A ja tu się staram utrzymać dyskusję na temacie. Staram się unikać spamu i offtopu. Staram się nie dać skusić do flamewara. Naprawdę, mam bardzo silną wolę - ta świnia robi ze mną co zechce.

A więc. Czytając posty wampirki i Travora, trudno mi było uwierzyć w te zeznania. Moje doświadczenia z konwentów są niesamowicie pozytywne, nawet jeżeli poziom samych wydarzeń nie spełniał moich wyśrubowanych oczekiwań, to ludzie robili na mnie wspaniałe wrażenie. Życie ukształtowało moją opinię na temat ludzkości następująco: większość to bezwartościowe dranie - lecz ci których spotykam na konwentach udowadniają mi, że ta chwalebna mniejszość zrównoważa jakością ową większość. To właśnie te konwenty sprawiły że nabyłam umiejętności funkcjonowania w społeczeństwie, albowiem społeczeństwa konwentowe to jedyne społeczności do których świadomie i z własnej woli należałam. I bez względu na to czy to była ogromna przyjaźń, czy jedynie krótka rozmowa w kolejce, każdy kontakt międzyludzki jaki tam nawiązałam zostawił jedynie pozytywne emocje. Ale być może ja miałam szczęście obcować tylko z przyjemnymi osobami.

Teraz przenieśmy się do właściwego flejmu. Lubię się uważać za osobę w miarę obeznaną kulturowo, zatem z dumą mogę stwierdzić że w miarę zrozumiałam o co chodziło Travorowi w tej wypowiedzi o symbolice. I uważam to za ważną część kultury.

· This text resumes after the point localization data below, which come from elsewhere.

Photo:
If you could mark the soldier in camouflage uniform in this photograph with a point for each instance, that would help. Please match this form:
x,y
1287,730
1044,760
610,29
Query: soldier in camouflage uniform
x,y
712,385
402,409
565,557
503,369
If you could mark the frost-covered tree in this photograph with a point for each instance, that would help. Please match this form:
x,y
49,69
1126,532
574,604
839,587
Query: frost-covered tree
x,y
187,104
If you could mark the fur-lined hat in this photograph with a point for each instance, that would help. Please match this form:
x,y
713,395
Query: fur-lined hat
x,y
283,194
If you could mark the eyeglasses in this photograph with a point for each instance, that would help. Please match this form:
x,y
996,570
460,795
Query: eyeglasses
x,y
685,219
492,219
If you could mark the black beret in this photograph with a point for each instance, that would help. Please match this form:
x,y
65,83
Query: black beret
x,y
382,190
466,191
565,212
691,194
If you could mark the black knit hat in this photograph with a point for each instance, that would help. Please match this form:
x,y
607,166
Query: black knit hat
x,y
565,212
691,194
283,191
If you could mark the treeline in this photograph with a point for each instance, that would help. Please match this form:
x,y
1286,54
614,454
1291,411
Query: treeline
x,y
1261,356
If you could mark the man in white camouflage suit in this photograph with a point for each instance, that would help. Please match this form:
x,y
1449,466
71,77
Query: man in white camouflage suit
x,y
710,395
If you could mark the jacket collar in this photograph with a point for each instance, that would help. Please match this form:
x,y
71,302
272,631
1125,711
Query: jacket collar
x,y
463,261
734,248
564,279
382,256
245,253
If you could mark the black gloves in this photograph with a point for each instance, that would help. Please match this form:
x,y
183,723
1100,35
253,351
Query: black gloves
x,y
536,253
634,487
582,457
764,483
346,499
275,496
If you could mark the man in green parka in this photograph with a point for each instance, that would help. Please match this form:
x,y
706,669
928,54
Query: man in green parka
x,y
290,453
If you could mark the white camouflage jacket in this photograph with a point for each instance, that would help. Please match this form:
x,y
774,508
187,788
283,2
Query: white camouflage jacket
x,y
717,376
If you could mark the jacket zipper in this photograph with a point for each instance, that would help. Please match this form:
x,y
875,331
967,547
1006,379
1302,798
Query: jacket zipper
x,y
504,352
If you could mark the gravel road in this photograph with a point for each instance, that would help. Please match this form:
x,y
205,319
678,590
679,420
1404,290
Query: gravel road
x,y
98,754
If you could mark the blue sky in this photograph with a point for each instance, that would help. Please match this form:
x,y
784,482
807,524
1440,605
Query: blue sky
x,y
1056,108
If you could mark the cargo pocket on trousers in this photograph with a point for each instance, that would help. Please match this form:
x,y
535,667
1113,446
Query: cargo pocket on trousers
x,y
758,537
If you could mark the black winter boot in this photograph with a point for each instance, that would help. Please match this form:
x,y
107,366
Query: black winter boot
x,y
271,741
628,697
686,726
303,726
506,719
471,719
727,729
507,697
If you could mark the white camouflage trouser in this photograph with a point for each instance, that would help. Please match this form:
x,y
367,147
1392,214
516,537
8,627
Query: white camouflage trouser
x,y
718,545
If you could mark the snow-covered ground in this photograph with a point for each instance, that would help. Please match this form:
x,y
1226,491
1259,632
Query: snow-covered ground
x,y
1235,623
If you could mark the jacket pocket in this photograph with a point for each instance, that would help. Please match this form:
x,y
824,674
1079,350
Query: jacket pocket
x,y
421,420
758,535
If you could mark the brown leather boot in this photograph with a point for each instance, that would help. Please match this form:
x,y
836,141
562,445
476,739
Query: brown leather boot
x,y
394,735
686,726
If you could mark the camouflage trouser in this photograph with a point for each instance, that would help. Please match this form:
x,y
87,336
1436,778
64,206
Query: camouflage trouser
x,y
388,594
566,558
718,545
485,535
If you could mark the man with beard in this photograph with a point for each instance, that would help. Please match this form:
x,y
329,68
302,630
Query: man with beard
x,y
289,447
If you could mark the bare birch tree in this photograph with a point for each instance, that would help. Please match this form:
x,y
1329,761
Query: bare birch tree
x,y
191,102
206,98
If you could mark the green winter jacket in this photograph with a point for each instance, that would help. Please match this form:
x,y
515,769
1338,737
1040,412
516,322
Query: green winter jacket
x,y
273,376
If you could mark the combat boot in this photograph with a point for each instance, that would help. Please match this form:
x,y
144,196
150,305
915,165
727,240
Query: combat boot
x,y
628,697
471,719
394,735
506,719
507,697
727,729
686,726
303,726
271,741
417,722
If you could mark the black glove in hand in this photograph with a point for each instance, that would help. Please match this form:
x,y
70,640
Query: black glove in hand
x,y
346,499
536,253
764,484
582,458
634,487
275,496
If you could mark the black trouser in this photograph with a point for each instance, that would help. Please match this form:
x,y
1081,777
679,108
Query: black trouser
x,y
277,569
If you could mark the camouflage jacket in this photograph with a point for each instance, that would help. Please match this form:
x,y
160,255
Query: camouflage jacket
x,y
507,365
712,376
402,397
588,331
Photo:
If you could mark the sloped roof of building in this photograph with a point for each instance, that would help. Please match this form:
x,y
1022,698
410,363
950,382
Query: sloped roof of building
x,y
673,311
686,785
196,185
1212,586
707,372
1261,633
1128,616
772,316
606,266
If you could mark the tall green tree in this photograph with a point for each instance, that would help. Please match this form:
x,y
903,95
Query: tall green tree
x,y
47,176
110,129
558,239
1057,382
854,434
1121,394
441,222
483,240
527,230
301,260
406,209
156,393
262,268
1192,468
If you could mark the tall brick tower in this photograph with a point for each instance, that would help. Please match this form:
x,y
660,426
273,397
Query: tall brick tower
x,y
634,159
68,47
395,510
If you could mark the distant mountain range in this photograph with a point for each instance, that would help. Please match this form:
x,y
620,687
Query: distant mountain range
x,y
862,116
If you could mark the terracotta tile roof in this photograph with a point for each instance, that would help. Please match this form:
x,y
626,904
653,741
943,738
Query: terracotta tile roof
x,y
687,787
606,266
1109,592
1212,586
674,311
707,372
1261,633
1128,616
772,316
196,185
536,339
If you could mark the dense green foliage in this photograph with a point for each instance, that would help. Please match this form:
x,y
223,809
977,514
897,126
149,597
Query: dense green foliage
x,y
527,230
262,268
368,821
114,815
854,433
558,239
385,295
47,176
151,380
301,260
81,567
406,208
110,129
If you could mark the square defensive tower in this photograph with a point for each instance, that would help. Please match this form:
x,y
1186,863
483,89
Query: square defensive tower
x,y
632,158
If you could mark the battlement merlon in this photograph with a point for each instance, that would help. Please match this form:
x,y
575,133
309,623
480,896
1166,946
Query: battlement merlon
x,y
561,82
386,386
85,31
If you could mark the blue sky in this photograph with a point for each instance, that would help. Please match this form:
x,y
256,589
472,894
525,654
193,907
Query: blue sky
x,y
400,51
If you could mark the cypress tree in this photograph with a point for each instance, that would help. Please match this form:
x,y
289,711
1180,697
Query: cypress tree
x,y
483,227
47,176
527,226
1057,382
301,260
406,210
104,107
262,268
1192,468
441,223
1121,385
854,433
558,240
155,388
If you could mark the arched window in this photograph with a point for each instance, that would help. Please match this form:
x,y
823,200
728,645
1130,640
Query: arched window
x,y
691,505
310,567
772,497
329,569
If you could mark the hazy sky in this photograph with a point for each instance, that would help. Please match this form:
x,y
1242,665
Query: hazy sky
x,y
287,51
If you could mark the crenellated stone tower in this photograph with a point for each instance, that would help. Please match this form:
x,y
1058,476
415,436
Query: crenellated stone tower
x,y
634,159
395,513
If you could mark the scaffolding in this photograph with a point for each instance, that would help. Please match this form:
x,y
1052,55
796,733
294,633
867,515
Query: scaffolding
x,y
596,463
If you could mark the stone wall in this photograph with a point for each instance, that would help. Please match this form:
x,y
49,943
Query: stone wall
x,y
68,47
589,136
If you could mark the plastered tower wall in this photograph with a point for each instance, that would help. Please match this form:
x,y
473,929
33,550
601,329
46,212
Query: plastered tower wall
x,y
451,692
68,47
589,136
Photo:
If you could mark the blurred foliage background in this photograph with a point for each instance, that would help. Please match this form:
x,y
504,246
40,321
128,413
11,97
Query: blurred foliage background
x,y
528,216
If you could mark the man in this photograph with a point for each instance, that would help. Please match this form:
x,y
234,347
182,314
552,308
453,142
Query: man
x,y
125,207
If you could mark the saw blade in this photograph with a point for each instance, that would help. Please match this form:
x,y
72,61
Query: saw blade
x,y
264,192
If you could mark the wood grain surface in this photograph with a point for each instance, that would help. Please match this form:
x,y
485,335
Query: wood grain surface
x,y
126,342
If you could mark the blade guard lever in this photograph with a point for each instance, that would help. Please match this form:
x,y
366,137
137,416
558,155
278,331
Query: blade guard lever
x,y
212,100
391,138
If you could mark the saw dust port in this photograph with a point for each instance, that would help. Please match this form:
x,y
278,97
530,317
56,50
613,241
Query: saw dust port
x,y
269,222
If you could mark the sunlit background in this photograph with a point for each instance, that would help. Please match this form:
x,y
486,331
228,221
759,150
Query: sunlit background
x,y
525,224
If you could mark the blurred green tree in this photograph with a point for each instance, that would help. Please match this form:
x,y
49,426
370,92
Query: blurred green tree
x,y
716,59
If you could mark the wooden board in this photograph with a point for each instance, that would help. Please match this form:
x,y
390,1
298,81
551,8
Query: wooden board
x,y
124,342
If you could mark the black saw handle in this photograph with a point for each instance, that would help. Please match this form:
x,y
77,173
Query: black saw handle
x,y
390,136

Jednakże czy to oznacza że powinna nadal być stosowana we współczesnym świecie? Sama waga kulturowa tutaj nic nie znaczy - Kodeks Hammurabiego jest niezwykle ważnym znaleziskiem historycznym i kulturowym, ale osoba która usiłowałaby stosować się do zawartych w nim praw, zostałaby okrzyknięta barbarzyńcą. Mi osobiście owe nieaktualne już ideologiczne dziedzictwo kulturowe nie przeszkadza, i nie uważam że powinno być zapomniane, lecz sądzę iż stosowanie tego we współczesnym społeczeństwie nie jest wskazane.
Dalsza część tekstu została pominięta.